As any hiker is well aware, they are not just walking around empty handed. The pack on their back adds to their weight load and increases the amount of calories burned with every step taken. In those packs, there are the obligatory trail snacks that promote good health and maintain the necessary energy while on the trails. Water is essential to prevent dehydration while hiking, but water alone won't do it here like in the gym. The American Hiking Society suggests the body needs proteins, carbohydrates and slow-burning fats to keep it moving like the well-oiled machine it is.
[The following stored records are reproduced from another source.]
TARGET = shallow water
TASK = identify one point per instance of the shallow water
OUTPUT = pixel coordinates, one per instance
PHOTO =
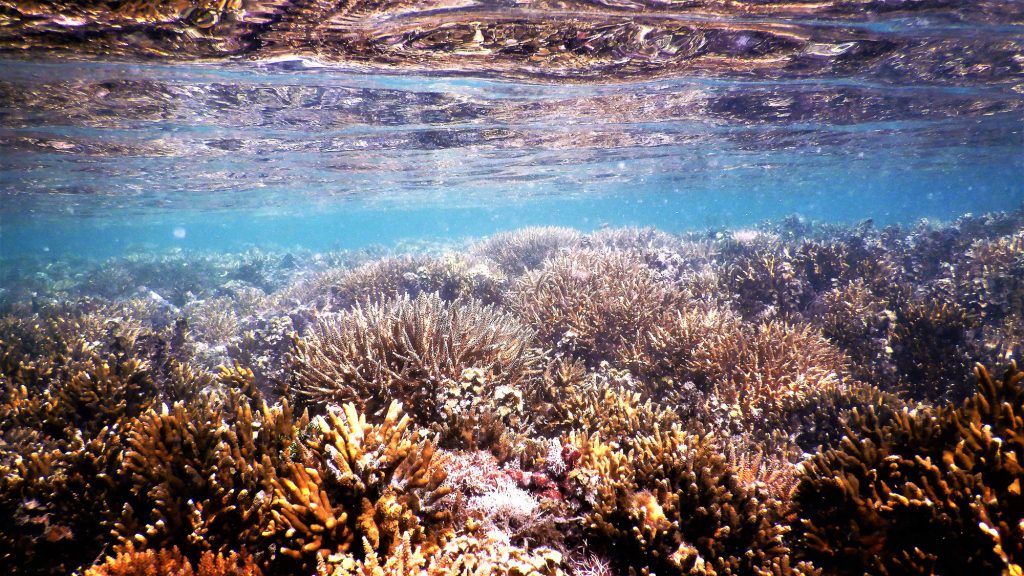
(659, 287)
(97, 158)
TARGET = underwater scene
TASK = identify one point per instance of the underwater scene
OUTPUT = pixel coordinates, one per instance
(511, 288)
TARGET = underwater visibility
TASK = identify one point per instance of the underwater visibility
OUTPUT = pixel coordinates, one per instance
(547, 288)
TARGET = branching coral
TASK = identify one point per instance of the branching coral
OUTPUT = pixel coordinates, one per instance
(464, 556)
(756, 368)
(451, 278)
(593, 303)
(764, 279)
(353, 481)
(425, 353)
(674, 505)
(197, 469)
(932, 350)
(928, 493)
(172, 563)
(525, 249)
(858, 321)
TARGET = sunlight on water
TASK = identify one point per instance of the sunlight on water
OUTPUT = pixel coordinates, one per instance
(511, 288)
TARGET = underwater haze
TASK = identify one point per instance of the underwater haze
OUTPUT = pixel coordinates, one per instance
(99, 159)
(508, 288)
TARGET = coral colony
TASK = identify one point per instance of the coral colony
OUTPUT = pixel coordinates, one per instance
(792, 399)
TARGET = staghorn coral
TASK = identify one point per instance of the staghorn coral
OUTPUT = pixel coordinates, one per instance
(756, 368)
(451, 278)
(674, 505)
(352, 481)
(172, 563)
(213, 321)
(465, 556)
(425, 353)
(764, 279)
(931, 492)
(525, 249)
(593, 303)
(932, 348)
(989, 277)
(857, 320)
(197, 469)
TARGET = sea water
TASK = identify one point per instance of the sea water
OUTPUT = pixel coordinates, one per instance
(705, 295)
(101, 158)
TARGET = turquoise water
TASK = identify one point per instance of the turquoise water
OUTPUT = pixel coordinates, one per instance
(100, 159)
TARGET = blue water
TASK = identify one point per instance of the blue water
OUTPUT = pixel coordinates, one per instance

Hiking proves to be more than just a form of exercise-it is a way of life. While it is possible to lose weight, maintain normal muscle strength and reduce blood pressure in the gym as well as on the trail, as the CDC writes, there are benefits to hiking that can't be measured with a scale or that pinchy thing they use for body fat. The CDC further notes that walking has positive effects on moods and can help to lift depression. Sun, fresh air and nature can only add to that benefit. The ever-changing terrain not only offers low-impact muscle training, it also affords more excitement (and LESS carbon output) then pushing the button to increase your treadmill's walking plane.
Hiking the trails is a complete workout for mind, body and all the senses with more benefits than can be measured. So, no need to switch your boots for the newest running shoes, just grab your walking stick-you're already on the right trail.